Tuesday, January 18, 2005

The Earth Is Changing

My name is Haley. I'm 19 years old. I was born in September 2062, the last time Haley's Comet passed Earth. My father is an astronomer, so he couldn't help but name his only child after one of the universe's most reknowned astronomical events.

My mother is an oceanographer. She and my father are members of an elite group of scientists. They've been in this group since they were university students. It's made up of about twenty different scientists from all over the world. They have what you'd call a "think tank" - an academic based study group where they get together, examine the state of the planet, and make projections about what geological, ecological and meteorological events will impact the inhabitants of the earth in the next decade to a century.

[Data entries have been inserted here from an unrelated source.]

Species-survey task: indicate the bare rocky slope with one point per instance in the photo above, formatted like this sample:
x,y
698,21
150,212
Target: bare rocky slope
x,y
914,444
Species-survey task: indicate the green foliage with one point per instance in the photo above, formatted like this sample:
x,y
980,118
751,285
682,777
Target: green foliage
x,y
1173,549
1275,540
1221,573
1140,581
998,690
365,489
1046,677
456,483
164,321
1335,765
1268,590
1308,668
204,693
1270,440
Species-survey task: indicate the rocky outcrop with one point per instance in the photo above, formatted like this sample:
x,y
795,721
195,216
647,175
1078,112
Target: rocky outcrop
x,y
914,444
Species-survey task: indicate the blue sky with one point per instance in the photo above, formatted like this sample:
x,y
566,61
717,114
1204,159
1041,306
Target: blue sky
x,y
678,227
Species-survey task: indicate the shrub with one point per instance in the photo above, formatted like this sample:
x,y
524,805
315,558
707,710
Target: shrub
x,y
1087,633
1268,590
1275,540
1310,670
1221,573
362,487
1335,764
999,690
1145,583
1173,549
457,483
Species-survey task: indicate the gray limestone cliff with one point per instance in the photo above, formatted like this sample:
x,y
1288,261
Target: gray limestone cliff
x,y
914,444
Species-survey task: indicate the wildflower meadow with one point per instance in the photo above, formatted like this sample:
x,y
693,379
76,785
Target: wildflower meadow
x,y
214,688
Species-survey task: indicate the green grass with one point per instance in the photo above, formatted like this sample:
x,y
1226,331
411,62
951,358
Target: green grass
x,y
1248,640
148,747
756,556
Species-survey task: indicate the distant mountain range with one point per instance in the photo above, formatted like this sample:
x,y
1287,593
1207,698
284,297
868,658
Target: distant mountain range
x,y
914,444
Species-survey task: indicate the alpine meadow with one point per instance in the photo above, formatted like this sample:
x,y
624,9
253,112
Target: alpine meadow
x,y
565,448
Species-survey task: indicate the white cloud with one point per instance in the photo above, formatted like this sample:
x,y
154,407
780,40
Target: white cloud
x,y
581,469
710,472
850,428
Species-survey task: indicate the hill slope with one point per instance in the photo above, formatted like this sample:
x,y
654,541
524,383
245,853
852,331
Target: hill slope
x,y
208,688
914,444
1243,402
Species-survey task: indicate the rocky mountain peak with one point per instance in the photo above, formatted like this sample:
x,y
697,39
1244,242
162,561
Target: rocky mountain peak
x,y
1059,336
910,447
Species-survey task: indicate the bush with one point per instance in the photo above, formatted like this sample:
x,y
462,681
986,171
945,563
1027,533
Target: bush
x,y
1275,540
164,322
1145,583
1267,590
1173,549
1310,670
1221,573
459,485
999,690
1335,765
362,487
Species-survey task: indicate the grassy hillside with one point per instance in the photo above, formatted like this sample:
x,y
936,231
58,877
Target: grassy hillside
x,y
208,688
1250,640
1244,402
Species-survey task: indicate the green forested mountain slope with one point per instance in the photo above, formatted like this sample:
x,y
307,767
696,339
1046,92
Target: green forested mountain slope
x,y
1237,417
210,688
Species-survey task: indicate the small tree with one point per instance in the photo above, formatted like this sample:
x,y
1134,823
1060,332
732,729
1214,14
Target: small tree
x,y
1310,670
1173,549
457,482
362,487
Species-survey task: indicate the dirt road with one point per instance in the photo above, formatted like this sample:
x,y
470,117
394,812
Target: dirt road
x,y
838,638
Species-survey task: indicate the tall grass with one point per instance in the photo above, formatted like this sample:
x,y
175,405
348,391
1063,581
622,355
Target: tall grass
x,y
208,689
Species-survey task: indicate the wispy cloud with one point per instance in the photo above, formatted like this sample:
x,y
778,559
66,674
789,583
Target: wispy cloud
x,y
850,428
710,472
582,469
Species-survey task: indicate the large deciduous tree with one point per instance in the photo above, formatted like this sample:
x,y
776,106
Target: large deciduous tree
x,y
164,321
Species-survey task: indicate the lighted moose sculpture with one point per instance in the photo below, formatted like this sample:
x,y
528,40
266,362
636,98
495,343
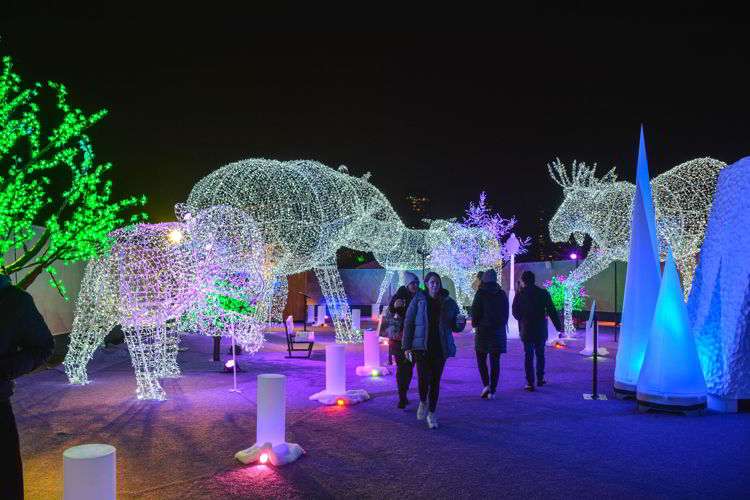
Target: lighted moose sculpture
x,y
602,209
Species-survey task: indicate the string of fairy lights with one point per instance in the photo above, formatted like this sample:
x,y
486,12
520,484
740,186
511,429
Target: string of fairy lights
x,y
601,208
204,274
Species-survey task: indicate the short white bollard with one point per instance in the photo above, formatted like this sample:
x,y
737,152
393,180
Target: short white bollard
x,y
271,420
310,315
513,332
356,319
321,316
89,472
336,392
270,426
372,356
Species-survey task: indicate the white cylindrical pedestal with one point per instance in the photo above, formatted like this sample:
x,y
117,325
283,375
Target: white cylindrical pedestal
x,y
356,319
89,472
271,408
310,314
372,349
335,369
321,315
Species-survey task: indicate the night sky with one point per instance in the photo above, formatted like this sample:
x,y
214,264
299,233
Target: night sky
x,y
443,106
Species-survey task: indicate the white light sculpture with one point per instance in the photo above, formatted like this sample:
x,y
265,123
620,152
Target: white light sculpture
x,y
305,212
335,392
602,209
210,278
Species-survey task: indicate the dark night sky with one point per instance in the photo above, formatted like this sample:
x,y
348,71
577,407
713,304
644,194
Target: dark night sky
x,y
443,106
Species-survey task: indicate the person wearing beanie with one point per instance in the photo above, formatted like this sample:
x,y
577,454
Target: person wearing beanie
x,y
530,306
397,307
25,344
489,316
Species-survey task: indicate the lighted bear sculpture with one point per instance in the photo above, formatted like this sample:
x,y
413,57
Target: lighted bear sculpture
x,y
719,304
210,266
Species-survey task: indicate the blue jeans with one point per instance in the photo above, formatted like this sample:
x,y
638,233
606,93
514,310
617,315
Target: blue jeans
x,y
529,349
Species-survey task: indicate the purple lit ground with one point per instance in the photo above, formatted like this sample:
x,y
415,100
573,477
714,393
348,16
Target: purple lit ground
x,y
547,444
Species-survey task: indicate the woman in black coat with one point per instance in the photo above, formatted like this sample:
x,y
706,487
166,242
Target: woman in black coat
x,y
489,316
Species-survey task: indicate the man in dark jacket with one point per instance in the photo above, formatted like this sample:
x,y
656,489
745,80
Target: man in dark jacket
x,y
489,316
530,306
398,306
25,344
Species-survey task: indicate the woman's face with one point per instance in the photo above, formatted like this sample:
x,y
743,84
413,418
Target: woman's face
x,y
433,286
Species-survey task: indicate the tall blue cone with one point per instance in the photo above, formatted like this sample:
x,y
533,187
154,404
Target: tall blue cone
x,y
671,376
641,284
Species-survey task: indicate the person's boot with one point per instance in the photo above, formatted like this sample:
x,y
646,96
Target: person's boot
x,y
421,410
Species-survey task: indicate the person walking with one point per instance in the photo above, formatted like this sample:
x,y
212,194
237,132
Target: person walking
x,y
530,306
489,316
397,310
430,321
25,344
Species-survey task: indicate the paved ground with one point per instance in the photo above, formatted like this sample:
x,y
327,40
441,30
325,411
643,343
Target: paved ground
x,y
547,444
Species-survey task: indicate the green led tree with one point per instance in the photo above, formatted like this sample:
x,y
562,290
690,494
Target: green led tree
x,y
48,178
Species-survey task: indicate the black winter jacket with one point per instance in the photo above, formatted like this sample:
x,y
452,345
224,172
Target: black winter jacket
x,y
489,316
25,341
530,307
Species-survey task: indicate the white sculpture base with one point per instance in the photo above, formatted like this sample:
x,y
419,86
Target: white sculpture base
x,y
281,454
350,397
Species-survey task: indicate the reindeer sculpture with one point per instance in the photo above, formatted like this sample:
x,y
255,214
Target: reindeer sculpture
x,y
305,212
602,209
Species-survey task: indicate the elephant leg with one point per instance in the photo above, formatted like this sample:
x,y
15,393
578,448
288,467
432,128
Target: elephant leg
x,y
597,261
385,284
333,291
145,348
686,266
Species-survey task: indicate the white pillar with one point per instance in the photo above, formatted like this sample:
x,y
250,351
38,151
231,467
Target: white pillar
x,y
356,319
310,314
336,369
271,409
89,472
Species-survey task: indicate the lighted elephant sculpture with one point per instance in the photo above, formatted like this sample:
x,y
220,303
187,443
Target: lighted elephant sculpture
x,y
158,277
602,209
305,212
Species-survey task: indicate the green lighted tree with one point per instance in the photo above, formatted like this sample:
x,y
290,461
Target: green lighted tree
x,y
74,209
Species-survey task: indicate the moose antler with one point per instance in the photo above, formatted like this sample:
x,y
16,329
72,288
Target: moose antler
x,y
581,175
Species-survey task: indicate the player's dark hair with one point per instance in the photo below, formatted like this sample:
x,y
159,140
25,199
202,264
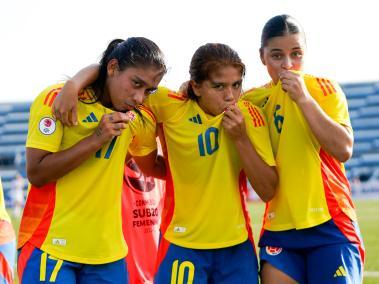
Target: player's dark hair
x,y
209,58
280,25
132,52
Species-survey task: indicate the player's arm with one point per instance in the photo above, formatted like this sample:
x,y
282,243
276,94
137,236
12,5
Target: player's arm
x,y
262,177
336,139
152,165
44,166
65,105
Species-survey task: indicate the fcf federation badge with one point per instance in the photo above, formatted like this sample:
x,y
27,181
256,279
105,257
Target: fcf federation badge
x,y
273,250
131,115
47,125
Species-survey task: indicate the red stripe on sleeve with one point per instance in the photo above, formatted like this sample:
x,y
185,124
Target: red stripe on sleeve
x,y
322,87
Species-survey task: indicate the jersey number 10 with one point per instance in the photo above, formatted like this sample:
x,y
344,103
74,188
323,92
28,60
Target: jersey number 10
x,y
210,137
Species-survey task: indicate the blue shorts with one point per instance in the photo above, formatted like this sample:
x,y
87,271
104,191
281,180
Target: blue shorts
x,y
36,266
331,252
339,263
236,264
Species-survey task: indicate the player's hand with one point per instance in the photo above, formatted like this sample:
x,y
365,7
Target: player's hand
x,y
65,104
110,126
293,83
234,122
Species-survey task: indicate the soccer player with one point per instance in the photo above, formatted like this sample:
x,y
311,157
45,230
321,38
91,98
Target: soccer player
x,y
310,232
212,141
71,229
7,243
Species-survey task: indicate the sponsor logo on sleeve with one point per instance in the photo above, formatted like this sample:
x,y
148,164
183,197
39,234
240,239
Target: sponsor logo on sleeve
x,y
47,125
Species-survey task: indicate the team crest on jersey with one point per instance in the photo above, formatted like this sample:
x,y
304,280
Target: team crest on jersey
x,y
47,125
273,250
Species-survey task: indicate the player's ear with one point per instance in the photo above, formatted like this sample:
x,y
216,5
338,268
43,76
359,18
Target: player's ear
x,y
195,87
261,55
112,67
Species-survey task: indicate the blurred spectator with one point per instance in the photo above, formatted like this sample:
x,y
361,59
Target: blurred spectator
x,y
17,195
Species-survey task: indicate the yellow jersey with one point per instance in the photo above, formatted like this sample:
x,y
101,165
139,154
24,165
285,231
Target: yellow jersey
x,y
312,184
205,201
78,217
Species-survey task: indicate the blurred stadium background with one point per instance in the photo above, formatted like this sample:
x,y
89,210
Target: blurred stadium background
x,y
362,169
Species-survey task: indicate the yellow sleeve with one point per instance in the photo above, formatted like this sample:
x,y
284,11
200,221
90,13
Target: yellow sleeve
x,y
257,130
330,97
143,128
164,104
43,131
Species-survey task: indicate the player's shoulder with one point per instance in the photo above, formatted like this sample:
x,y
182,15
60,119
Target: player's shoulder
x,y
48,95
321,86
144,111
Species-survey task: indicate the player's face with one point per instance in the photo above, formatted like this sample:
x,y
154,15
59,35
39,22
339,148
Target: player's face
x,y
129,88
221,90
283,53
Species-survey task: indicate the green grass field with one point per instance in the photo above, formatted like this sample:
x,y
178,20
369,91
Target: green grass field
x,y
368,216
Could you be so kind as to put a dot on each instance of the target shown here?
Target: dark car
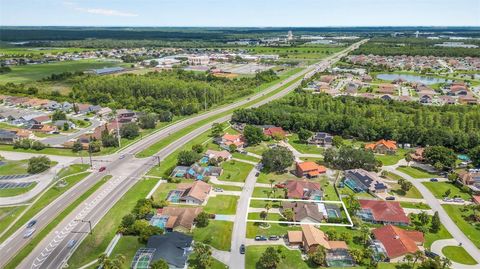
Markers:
(260, 238)
(31, 223)
(242, 249)
(273, 238)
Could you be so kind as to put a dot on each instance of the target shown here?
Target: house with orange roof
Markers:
(309, 169)
(232, 139)
(395, 242)
(383, 146)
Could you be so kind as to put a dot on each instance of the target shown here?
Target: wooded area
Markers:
(456, 127)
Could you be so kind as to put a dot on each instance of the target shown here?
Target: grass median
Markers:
(177, 135)
(39, 236)
(70, 177)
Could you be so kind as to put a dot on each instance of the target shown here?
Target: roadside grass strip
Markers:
(38, 237)
(340, 203)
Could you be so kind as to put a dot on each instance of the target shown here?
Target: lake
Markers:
(412, 78)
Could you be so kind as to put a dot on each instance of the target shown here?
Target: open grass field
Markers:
(127, 246)
(235, 171)
(458, 254)
(95, 244)
(45, 199)
(14, 167)
(217, 234)
(34, 72)
(39, 235)
(222, 204)
(439, 188)
(461, 217)
(16, 191)
(415, 172)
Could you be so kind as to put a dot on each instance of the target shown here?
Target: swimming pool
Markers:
(159, 221)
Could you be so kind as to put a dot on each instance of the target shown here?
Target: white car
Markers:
(29, 232)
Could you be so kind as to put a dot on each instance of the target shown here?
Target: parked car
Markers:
(242, 249)
(273, 238)
(29, 232)
(260, 238)
(71, 243)
(31, 223)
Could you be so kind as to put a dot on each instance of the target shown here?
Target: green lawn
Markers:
(414, 205)
(95, 244)
(14, 167)
(46, 198)
(39, 235)
(16, 191)
(391, 159)
(222, 204)
(415, 172)
(439, 188)
(458, 254)
(217, 234)
(461, 217)
(235, 171)
(303, 147)
(29, 73)
(127, 246)
(8, 215)
(293, 258)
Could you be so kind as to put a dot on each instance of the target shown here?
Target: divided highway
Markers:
(53, 252)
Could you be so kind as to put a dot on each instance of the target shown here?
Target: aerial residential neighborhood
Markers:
(250, 135)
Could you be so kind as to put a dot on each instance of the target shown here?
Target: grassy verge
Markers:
(439, 188)
(458, 254)
(217, 234)
(415, 172)
(164, 142)
(38, 237)
(96, 243)
(462, 218)
(47, 197)
(222, 204)
(16, 191)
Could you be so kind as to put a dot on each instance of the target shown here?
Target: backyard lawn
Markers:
(415, 172)
(303, 147)
(293, 258)
(222, 204)
(439, 188)
(217, 234)
(470, 228)
(458, 254)
(235, 171)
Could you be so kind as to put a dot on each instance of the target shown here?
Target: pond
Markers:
(413, 78)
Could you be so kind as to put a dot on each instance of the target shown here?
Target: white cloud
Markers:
(99, 11)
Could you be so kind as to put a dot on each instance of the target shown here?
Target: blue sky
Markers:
(241, 12)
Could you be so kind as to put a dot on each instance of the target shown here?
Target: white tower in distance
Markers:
(290, 36)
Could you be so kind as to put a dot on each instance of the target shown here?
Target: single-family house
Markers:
(395, 242)
(383, 146)
(321, 139)
(309, 169)
(303, 189)
(383, 212)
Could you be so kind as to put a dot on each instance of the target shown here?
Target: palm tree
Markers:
(418, 255)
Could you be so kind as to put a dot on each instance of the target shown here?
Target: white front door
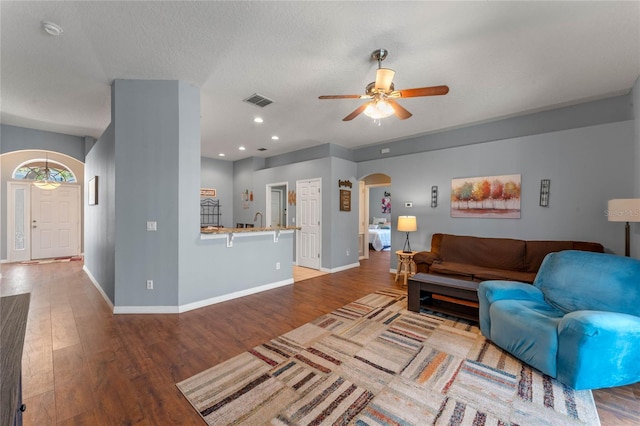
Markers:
(18, 226)
(309, 204)
(55, 222)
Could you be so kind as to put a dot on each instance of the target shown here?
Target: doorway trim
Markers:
(270, 187)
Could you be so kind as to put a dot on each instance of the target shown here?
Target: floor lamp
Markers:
(407, 224)
(624, 210)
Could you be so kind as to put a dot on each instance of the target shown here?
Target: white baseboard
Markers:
(234, 295)
(200, 303)
(341, 268)
(96, 284)
(145, 310)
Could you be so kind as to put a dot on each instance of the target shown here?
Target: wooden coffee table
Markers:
(444, 294)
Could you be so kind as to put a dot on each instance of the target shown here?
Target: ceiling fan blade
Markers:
(356, 113)
(422, 91)
(340, 97)
(384, 78)
(399, 110)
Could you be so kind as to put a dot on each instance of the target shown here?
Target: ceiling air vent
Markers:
(258, 100)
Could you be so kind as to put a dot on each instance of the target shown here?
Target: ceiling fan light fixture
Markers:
(379, 109)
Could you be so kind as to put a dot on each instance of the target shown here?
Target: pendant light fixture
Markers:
(44, 180)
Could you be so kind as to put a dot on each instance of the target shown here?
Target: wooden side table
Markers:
(406, 265)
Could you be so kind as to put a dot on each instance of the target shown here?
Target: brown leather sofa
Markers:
(480, 258)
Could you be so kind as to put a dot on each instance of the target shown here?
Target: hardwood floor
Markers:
(82, 365)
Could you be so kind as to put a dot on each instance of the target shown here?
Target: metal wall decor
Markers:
(210, 212)
(544, 192)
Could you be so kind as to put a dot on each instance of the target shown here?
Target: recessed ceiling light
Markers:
(51, 28)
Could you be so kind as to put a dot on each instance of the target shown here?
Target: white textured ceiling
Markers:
(498, 58)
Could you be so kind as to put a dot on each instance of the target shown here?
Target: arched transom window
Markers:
(35, 169)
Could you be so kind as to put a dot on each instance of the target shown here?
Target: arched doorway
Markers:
(42, 221)
(374, 205)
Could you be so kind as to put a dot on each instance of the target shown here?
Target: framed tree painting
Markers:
(486, 197)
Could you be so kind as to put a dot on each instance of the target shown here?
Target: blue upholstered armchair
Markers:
(579, 322)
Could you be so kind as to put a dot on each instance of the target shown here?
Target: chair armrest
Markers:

A couple of years ago they discovered something terrible. A sequence of catastrophic natural disasters prompted them to call a special summit of all the members of the think tank. They holed up on an island in the South Pacific for two days, examining all the data about the events - earthquakes, flooding, a tidal wave and extremes of weather, both hot and cold. Finally they came to a terrifying conclusion: the Earth - Terra Nova - was falling apart.

They took immediate steps to secure a disused Biodome out in the middle of the American Desert. All of them moved there with their families - my parents and I included - and began repairing, renovation it and fitting it out to withstand the dramatic changes they were expecting to happen outside. That was two years ago. Today we begin moving colonists into the Biodome. That's right - I said colonists. We're collecting a small number of all the people's of the earth and then we're planning to migrate. To Halo. A planet my father discovered when I was eight years old.

Today is the beginning of the end of Earth. And we're the only ones who know it.